Happy Monday everyone! Whew, we have had a month of company in our home.  No complaints here though, I love having a place where friends and family can come and visit us.  George has certainly gotten spoiled to having kiddos his age around that I am sure he will have withdrawals this week as it returns back to him and me! 🙂

These healthier banana muffins are always my go-to recipe for an easy breakfast or snack idea.  I do not know about you, buy my bananas are constantly going brown so this is an easy fix for that! In this healthier banana muffin recipe, I substituted traditional oil options for coconut oil and the sugar options for coconut sugar. I try to get away from processed sugar when I can. I have to say that the coconut sugar and oil is such a great pairing with the banana flavor.  My father in law who isn’t the healthiest person on the planet tried these muffins and loved them!  Win!  I also used white whole wheat flour which created a moist, tender muffin.  I learned that the key to getting that bakery-style crust on top but moist in the middle muffin is to bake them initially on a higher temperature then lower it to allow it to finish baking.  The result is a winner for sure.

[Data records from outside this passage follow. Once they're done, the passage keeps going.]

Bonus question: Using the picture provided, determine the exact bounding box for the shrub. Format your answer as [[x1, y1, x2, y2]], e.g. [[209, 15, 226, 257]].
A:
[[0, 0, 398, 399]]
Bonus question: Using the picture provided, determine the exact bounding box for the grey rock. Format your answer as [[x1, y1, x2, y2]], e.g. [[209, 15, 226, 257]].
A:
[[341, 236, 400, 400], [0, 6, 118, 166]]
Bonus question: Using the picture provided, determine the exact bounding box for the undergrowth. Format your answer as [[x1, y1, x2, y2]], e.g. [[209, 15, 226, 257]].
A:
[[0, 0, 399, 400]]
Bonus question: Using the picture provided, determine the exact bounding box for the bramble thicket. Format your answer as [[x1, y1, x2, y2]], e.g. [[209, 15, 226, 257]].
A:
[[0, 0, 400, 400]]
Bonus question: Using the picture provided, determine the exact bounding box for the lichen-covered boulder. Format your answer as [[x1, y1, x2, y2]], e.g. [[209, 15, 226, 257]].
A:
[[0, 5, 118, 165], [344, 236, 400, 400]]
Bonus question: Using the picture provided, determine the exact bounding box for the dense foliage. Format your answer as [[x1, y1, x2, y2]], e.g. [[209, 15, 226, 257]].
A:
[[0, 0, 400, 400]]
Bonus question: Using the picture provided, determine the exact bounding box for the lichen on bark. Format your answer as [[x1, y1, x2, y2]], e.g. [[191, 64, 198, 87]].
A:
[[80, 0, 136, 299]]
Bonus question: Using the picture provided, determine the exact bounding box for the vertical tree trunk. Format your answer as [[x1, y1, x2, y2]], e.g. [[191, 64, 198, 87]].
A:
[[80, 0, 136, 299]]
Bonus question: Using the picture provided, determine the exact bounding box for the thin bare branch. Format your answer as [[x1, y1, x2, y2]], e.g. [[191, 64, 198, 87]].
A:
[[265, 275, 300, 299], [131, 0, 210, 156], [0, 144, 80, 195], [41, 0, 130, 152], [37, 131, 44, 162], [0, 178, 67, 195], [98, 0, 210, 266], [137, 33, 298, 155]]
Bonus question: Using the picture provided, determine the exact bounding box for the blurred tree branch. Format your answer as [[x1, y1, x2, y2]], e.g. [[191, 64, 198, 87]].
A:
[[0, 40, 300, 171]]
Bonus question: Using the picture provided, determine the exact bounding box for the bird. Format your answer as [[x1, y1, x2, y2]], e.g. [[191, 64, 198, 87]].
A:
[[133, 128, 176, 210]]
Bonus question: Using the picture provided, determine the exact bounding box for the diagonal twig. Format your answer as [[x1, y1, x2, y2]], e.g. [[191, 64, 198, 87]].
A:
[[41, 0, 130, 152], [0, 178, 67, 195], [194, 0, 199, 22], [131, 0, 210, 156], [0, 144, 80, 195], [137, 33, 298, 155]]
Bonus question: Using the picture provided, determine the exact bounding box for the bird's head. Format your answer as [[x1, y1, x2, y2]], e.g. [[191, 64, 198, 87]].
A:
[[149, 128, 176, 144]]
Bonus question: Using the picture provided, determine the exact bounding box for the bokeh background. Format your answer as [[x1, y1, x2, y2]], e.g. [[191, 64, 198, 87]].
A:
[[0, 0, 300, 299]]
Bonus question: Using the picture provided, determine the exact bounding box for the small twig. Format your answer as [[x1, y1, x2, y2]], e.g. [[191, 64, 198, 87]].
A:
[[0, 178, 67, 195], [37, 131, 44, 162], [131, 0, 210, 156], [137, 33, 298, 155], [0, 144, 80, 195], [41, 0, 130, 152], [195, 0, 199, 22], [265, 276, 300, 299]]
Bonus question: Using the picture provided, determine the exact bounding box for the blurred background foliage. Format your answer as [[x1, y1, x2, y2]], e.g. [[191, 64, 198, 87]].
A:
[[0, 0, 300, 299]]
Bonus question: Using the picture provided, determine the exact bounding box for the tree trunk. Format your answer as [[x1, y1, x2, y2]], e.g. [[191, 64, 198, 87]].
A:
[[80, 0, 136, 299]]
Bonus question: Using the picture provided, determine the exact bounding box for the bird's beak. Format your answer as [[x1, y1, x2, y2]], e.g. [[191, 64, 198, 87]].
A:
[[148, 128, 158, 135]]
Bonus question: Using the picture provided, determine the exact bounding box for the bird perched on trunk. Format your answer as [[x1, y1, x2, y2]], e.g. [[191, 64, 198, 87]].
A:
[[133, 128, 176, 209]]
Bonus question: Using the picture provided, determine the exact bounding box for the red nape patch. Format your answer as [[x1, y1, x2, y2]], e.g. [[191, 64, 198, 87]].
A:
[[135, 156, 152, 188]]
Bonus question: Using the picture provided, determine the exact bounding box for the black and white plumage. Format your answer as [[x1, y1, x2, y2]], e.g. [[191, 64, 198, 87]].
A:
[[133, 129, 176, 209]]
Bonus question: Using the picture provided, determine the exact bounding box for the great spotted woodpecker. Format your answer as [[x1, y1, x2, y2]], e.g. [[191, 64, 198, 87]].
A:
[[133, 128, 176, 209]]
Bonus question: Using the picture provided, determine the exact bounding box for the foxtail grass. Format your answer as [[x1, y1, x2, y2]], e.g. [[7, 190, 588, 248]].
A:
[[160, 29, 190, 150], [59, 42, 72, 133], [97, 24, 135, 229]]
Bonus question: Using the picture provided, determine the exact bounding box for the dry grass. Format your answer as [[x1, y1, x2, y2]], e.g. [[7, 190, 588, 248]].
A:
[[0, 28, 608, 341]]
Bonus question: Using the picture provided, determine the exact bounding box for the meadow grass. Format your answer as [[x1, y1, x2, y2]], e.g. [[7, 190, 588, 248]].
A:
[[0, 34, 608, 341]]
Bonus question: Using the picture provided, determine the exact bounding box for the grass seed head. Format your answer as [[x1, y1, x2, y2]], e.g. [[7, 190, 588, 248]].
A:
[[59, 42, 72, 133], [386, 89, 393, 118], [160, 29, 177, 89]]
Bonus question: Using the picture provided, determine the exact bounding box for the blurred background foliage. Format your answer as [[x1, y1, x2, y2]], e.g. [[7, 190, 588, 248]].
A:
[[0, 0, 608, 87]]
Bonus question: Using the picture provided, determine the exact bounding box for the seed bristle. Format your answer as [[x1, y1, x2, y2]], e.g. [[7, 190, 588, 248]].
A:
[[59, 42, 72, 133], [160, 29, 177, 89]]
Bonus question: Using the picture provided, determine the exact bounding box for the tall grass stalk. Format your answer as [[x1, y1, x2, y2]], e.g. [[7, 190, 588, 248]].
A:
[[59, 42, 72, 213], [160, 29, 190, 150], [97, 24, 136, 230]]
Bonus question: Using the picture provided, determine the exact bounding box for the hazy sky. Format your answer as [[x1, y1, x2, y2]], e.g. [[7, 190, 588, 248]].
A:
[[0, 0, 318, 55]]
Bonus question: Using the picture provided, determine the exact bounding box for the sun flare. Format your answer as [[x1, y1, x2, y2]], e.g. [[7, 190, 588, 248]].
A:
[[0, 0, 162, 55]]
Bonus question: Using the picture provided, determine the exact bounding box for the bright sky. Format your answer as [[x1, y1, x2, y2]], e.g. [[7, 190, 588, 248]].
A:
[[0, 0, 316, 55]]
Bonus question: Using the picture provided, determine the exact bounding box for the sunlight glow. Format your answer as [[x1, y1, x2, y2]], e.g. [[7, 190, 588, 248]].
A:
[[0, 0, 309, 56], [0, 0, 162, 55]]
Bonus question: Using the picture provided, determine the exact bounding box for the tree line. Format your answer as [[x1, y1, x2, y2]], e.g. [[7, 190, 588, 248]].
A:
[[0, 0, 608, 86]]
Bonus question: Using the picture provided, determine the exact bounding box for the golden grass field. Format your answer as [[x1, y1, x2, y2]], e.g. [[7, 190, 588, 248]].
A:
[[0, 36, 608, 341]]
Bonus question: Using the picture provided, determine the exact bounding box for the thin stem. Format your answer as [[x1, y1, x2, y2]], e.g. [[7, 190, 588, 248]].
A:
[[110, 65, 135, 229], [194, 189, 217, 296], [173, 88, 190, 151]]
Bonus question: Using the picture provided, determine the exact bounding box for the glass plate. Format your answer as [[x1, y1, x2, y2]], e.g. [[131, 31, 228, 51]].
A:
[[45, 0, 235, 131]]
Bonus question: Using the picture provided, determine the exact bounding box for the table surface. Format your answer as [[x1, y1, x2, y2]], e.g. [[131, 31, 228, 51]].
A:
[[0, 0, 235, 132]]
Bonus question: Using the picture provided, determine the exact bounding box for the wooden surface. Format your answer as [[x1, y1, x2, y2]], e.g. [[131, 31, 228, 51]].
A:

These muffins would be great to have on hand as we enter into the biggest entertaining season of the year.  For those busy Thanksgiving or Christmas mornings, they pair great with a breakfast casserole and a cup of coffee.  The best part is they can be made ahead of time and stored in the fridge and heated up for serving.   If you are constantly running out of muffin liners, check out these silicone, reusable muffin tin liners from Amazon.  They make the cleanup portion that much easier of this baking expedition!

I hope your week is off to a great start! Thanks for stopping by!